The pre procedural venogram showed total occlusion
The pre-procedural venogram showed total occlusion of the left BCV and the formation of an acute angle between the right BCV and SVC caused by tuberculosis-induced lung destruction (Fig. 1A and B). We adopted a right-sided venous approach via the right subclavian vein (SCV) for a single chamber. Initially, the usual maneuver of inserting a guide-wire through the right BCV into the SVC was impossible because of the acute angle (Fig. 1A). However, we successfully inserted a peel-away sheath into the SVC using an angled Autophagy Compound Library guide-wire (TERUMO; Terumo Corp, Tokyo, Japan). Despite this, the ventricular lead (ENDOTAK RELIANCE G4-SITE; Boston Scientific, Natick, MA) could not be advanced beyond the acute angle, and fluoroscopy revealed that the ordinary peel-away sheath had kinked at that point (Fig. 1C). We then replaced the ordinary peel-away sheath with a 10 Fr/24-cm flexible coiled sheath (Arrow-Flex; Arrow International, PA, USA), after first removing its hemostatic valve. This corrected the acute angle between the BCV and SVC allowed the ventricular lead to advance easily into the SVC (Fig. 1D). Subsequently, the coiled sheath was carefully cut and separated from the ventricular lead using scissors. We successfully implanted the defibrillator (Generator: TELIGEN VR 4-SITE; Boston Scientific, Natick, MA) using the flexible coiled sheath for correcting the acute angle between the BCV and SVC. The results of lead condition were a pacing threshold of 0.6V, a sensing R-wave of 10.1mV, and lead impedance of 555Ω. At the 3-month follow-up, the lead profile parameters were not significantly different from the initial measurements.

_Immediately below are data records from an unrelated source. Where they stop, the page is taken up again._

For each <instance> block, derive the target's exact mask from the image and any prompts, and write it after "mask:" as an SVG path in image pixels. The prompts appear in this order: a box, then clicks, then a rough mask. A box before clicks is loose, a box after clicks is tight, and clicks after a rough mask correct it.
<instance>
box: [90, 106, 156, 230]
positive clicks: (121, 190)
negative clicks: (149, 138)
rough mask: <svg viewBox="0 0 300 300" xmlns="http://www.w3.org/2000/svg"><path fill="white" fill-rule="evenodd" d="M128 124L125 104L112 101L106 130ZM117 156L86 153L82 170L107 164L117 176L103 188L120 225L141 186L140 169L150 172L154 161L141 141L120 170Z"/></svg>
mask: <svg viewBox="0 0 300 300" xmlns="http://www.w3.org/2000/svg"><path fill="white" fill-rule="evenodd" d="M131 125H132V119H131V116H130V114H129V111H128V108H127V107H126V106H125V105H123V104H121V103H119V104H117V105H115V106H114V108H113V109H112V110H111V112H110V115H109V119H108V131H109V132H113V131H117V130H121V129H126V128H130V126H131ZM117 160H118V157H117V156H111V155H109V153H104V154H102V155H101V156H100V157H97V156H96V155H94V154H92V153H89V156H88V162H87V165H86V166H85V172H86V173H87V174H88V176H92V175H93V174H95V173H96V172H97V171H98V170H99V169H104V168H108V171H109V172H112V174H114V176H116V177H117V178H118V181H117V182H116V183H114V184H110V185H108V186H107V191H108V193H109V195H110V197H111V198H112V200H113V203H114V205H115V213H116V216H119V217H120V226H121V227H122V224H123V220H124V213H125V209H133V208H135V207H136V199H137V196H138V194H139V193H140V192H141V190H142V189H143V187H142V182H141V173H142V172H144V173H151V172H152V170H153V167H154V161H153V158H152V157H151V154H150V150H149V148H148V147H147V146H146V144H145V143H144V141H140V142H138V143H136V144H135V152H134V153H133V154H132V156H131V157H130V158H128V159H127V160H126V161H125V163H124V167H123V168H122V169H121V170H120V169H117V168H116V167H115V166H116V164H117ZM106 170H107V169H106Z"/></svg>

Discussion It is important to consider anatomic findings when deciding whether a left or right BCV approach to the right ventricle should be used for device implantation. Successful intracardiac device implantation has previously been reported in patients with congenital anomalies such as persistent left SVC and right SVC atresia [1–3]. Previous reports have demonstrated that anomalous BCV is uncommon, accounting for approximately 0.2–1% of congenital cardiovascular anomalies. However, anatomical deformities, induced by a disease such as destructive lung or pneumonectomy, are an uncommon finding at the time of intracardiac device-lead implantation. In addition, chronic post-tuberculosis inflammation results in various complications, including vascular distortion [4,5] However, there are few reports in the literature of successful lead insertion into congenital or acquired unusual vasculature.